Clinical application of ACT often involves reiterated stimulation of patient-derived T lymphocytes to expand and/or genetically modify them to generate the final infusion products. To model this scenario in mice, CD4+ T cells isolated from the splenocytes of TCR-Tg mice were expanded ex vivo with CD3/CD28 T-Activator Dynabeads. We performed a cell number titration experiment and found that adoptive transfer of 0.1 million activated HA-CD4+ T cells (HA-CD4act) to CTX-conditioned tumor-bearing mice resulted in significant tumor growth delay, but only occasional complete tumor regression. We used this suboptimal therapeutic condition in subsequent experiments to examine the impact of indo administration on ACT efficacy. Consistent with the results of ACT using TCR-Tg splenocytes, indo administration following adoptive transfer of activated HA-specific CD4+ T cells (CTX+HA-CD4act+indo) exhibited augmented antitumor activity, as reflected by significantly improved tumor growth inhibition and prolonged survival (figure 1C). It is noteworthy that indo administration at 1 mg/kg for 4 weeks did not cause weight loss in mice (figure 1D), indicating that treatment was well-tolerated at this dose. Moreover, the mice that had achieved complete tumor regression in the CTX+HA-CD4act+indo group were resistant to tumor rechallenge (figure 1E), suggesting the formation of immune memory.

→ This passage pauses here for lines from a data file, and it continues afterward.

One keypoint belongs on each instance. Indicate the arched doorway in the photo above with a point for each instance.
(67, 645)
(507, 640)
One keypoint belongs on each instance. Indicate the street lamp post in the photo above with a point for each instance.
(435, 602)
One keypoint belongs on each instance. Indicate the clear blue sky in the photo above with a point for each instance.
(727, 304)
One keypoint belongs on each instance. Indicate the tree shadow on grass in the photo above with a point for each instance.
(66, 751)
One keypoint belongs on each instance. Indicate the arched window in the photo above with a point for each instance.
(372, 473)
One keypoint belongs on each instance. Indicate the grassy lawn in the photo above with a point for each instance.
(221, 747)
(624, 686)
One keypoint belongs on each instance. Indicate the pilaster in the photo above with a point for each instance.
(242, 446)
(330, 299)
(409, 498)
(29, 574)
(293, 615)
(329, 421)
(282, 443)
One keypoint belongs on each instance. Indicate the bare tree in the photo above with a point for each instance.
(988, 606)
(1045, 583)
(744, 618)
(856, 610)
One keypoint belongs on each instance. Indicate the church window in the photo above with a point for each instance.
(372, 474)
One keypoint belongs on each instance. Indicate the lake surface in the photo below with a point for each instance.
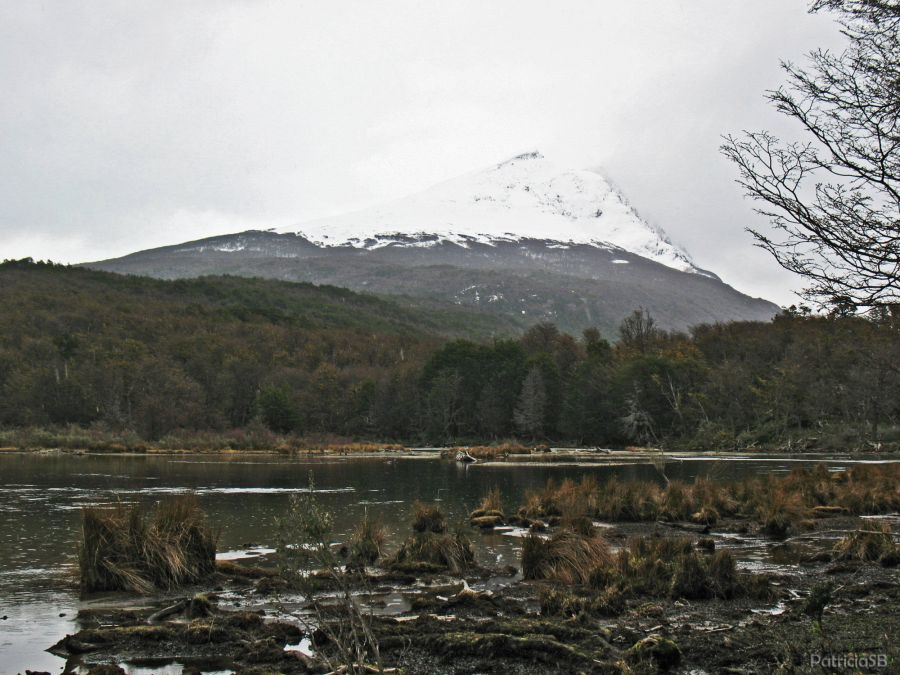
(41, 497)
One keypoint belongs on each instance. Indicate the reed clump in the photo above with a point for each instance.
(566, 557)
(126, 549)
(367, 542)
(489, 512)
(777, 503)
(873, 544)
(490, 452)
(431, 548)
(671, 567)
(428, 518)
(428, 552)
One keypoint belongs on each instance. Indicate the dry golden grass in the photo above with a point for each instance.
(873, 544)
(566, 557)
(491, 452)
(778, 503)
(125, 549)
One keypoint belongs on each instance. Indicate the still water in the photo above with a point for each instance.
(41, 497)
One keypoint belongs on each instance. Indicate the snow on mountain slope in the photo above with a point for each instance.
(526, 197)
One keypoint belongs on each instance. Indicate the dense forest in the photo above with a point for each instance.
(155, 358)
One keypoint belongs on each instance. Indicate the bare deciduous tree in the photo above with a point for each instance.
(834, 198)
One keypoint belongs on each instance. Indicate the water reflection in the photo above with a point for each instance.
(42, 495)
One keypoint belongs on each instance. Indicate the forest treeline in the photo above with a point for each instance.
(156, 358)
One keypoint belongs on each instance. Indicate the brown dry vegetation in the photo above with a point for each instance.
(491, 452)
(124, 548)
(567, 557)
(777, 503)
(875, 543)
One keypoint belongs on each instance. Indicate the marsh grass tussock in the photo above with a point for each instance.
(428, 518)
(367, 542)
(489, 512)
(875, 543)
(429, 552)
(431, 548)
(671, 567)
(566, 557)
(124, 548)
(779, 504)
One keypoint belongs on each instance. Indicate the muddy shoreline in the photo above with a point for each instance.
(498, 622)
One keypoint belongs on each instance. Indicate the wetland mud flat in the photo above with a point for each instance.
(430, 620)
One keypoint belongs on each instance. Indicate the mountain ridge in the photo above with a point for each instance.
(520, 238)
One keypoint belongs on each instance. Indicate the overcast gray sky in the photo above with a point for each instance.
(126, 125)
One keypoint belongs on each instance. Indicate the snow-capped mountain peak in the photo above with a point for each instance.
(525, 197)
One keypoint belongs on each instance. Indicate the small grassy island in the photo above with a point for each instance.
(620, 578)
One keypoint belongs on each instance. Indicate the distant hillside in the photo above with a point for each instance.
(81, 346)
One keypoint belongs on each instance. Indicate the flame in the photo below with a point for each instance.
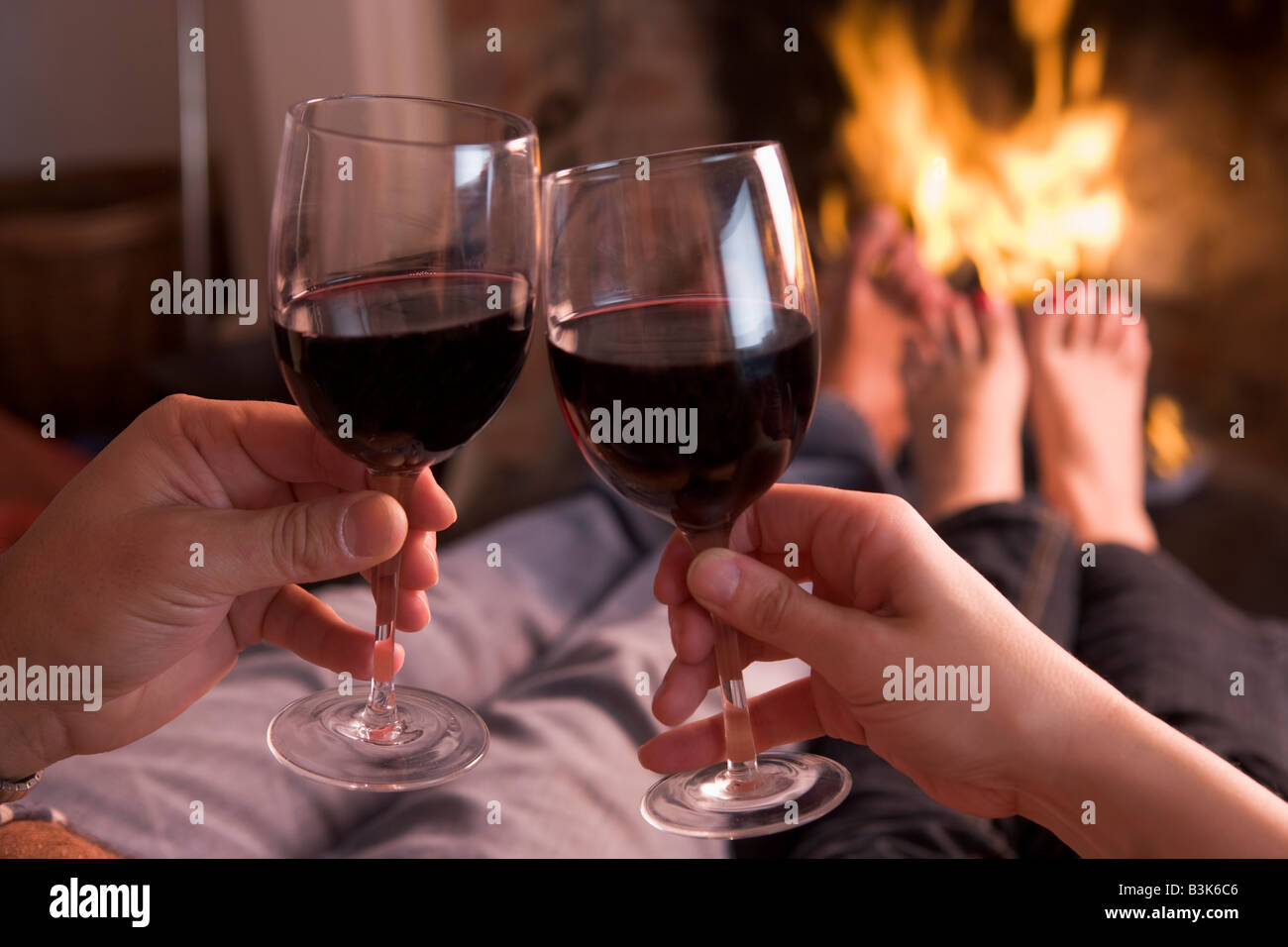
(1020, 202)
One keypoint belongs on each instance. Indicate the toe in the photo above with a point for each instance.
(1043, 331)
(964, 328)
(1133, 348)
(999, 326)
(1109, 331)
(1082, 330)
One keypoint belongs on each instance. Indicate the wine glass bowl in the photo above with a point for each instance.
(403, 261)
(682, 326)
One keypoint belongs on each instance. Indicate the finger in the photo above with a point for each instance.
(256, 447)
(669, 585)
(694, 637)
(297, 621)
(245, 551)
(412, 611)
(257, 450)
(765, 604)
(784, 715)
(683, 688)
(419, 564)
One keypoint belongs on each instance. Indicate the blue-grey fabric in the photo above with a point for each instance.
(548, 647)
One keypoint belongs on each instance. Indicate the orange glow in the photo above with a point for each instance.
(1021, 202)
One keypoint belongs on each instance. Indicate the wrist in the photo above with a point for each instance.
(18, 757)
(1076, 762)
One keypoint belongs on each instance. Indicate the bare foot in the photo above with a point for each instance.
(888, 290)
(1085, 410)
(866, 369)
(966, 382)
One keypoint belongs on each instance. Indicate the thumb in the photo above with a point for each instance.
(765, 604)
(299, 543)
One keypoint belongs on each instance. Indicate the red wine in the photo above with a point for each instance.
(417, 361)
(742, 375)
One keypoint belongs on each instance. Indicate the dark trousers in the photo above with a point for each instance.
(1138, 620)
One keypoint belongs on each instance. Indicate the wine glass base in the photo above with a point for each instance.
(786, 789)
(325, 737)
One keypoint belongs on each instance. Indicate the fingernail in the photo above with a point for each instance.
(368, 527)
(713, 577)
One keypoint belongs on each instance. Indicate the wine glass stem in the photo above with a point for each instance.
(739, 741)
(380, 715)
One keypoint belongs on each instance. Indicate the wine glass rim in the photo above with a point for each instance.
(697, 155)
(526, 129)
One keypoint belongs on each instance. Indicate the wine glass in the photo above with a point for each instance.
(403, 248)
(683, 338)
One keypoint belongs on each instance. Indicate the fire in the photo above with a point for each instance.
(1020, 202)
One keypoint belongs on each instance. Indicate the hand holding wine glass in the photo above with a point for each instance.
(683, 338)
(244, 479)
(403, 254)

Indo enhances the efficacy of CD19CAR T cell therapy in murine and human B-cell lymphoma models
We next determined if the beneficial effect of indo could be replicated in more clinically relevant CD19CAR T cell therapy models. Mouse total T cells were transduced to express CAR targeting murine CD19 (mCD19CART) (figure 2A). In vitro killing assays showed that indo pretreatment rendered A20 B-cell lymphoma cells more sensitive to the cytotoxicity of mCD19CAR T cells (figure 2B,C). To test if indo could augment the efficacy of mCD19CART in vivo, syngeneic BALB/c mice with established A20 tumors were conditioned with CTX followed by infusion of mCD19CAR T cells in the absence or presence of indo administration (figure 2D). As shown in figure 2D,E, indo by itself had no effect on tumor growth kinetics (indo vs noTx), nor did it improve the transient antitumor effect of CTX (CTX +indo vs CTX). However, the addition of indo significantly enhanced the efficacy of mCD19CART therapy (CTX +mCD19CART+indo vs CTX +mCD19 CART).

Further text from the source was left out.